A part les Etats-Unis, aucun pays ni aucune ONG n’a davantage contribué au budget de l’OMS sur l’exercice 2018-2019.
La Fondation Bill et Melinda Gates a procédé à 37 versements à l’OMS en 2019, pour un montant total de 194 millions de dollars. Cette influence est aussi indirecte, puisque l’ONG investit dans de nombreux pays (comme le Nigeria) ou des organisations (comme l’alliance GAVI pour la vaccination mondiale, les programmes de développement des Nations unies ou, par le passé, le National Philanthropic Trust) qui figurent parmi les principaux donateurs minoritaires au budget de l’OMS.
- Une influence sur la santé mondiale qui pose question
Cette philanthropie massive ne va pas sans poser de problèmes de principe. Celle-ci « devrait être soumise à un droit de regard des Etats et des citoyens, tant son pouvoir est grand et sa menace lourde sur nos démocraties », alerte Lionel Astruc, auteur de l’enquête L’Art de la fausse générosité. La Fondation Bill & Melinda Gates (Actes Sud, 2019).
Ce journaliste et écrivain accuse le milliardaire d’avoir acquis un poids critique qui lui permet de peser en faveur de certaines de ses convictions, comme l’agriculture OGM ou la vaccination massive, au détriment de remèdes naturels. Il estime aussi que l’engagement extrême de la fondation Gates dans l’éradication de la poliomyélite relègue au second plan la nécessaire lutte contre d’autres maladies plus répandues, comme la rougeole.

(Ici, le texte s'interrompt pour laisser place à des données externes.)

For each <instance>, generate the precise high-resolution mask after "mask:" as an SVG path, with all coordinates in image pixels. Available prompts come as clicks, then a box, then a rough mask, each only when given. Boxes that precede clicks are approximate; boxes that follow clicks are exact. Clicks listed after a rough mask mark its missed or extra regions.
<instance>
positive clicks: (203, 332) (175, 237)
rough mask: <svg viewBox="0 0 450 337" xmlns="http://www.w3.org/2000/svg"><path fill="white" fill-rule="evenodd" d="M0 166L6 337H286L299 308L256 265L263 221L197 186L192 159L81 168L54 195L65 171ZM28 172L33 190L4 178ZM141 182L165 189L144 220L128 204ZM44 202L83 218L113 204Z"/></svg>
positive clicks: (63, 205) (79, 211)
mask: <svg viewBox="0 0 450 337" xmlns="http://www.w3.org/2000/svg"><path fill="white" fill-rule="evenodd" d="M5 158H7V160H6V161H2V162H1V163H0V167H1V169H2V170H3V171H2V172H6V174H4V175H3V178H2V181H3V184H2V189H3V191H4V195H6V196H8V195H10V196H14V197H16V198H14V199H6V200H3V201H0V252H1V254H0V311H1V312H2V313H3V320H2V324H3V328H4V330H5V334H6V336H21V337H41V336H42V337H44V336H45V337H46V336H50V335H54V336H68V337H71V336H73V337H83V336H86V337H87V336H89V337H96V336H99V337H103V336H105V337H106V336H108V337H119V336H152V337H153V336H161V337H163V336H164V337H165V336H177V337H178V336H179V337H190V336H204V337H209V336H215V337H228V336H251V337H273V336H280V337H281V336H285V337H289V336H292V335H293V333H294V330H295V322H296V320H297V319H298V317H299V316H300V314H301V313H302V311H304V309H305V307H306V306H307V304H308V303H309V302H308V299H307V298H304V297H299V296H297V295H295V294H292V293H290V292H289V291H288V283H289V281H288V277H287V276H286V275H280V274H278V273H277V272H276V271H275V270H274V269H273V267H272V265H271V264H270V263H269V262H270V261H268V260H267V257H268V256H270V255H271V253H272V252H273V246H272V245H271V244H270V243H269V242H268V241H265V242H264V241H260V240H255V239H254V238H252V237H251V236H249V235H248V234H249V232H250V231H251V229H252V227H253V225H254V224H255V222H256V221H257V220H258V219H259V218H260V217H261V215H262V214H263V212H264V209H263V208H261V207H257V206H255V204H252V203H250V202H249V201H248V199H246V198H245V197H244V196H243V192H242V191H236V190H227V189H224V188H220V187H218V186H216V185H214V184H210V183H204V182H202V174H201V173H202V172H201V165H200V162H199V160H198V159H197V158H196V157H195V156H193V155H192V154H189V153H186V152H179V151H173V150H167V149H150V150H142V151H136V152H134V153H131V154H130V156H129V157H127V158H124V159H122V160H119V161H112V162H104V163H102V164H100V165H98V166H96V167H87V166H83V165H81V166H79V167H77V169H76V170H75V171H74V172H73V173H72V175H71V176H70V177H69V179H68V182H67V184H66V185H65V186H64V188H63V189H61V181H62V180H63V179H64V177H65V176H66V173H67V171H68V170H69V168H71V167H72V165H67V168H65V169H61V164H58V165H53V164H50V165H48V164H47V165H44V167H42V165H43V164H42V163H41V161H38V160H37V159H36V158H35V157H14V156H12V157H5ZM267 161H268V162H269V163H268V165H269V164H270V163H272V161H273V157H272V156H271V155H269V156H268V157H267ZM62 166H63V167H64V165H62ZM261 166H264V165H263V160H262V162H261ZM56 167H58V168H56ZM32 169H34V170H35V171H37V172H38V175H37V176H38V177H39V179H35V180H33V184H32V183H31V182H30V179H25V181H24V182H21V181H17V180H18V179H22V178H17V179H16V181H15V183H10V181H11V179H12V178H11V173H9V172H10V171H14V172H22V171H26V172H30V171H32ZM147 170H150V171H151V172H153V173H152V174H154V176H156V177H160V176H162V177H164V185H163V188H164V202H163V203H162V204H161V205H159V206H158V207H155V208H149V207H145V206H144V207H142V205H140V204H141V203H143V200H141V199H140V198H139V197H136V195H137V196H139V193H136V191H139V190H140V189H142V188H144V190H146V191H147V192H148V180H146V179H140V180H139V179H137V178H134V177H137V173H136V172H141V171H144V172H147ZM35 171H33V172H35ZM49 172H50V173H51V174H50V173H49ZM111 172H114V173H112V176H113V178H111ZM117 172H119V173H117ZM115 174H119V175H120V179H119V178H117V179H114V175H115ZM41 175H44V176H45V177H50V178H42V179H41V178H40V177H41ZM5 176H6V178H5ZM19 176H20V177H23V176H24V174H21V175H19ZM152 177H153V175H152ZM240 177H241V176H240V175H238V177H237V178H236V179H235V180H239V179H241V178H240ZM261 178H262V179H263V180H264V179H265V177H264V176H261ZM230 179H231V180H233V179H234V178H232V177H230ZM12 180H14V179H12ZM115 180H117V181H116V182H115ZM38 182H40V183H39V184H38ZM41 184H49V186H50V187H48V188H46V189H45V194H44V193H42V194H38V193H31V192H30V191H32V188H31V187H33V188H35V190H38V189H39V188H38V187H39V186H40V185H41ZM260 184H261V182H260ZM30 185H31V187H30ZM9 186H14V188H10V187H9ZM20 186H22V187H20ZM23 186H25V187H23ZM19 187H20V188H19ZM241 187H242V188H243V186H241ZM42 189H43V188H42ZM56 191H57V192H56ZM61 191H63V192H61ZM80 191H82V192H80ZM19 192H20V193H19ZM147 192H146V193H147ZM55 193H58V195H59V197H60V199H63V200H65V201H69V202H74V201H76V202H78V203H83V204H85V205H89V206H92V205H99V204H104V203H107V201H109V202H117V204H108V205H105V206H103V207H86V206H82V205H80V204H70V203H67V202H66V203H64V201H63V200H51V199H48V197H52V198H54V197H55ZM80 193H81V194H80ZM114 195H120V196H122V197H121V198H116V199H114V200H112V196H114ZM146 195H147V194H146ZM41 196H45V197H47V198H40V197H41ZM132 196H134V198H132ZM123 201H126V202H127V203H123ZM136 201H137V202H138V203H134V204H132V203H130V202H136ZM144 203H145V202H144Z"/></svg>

Enfin, la fondation Gates finance des programmes de lutte contre la famine et la malnutrition qui passent par des modèles d’industrialisation destructeurs pour l’environnement, épingle le groupe international d’experts indépendants sur les systèmes alimentaires durables (IPES-Food).
CE QUI EST EXAGÉRÉ
- Gates n’est pas « propriétaire » de l’OMS
Dire que Bill Gates est « propriétaire de l’OMS » relève au mieux de l’hyperbole, au pire du fantasme. D’un point de vue juridique d’abord : l’OMS est une organisation supranationale qui dépend de ses Etats membres, avec un statut d’institution spécialisée des Nations unies, selon sa Constitution.
D’un point de vue financier également, il s’agit d’une assertion exagérée. Même en additionnant toutes les autres fondations qu’elle finance, que ce soit de façon notable (l’alliance GAVI, à hauteur de 19,7 %) ou anecdotique (Rotary International, à qui elle a juste versé 25 000 dollars), la « galaxie » de la fondation Gates représente moins de 25 % du budget total de l’organisation, et n’est donc pas majoritaire – même si son poids reste considérable.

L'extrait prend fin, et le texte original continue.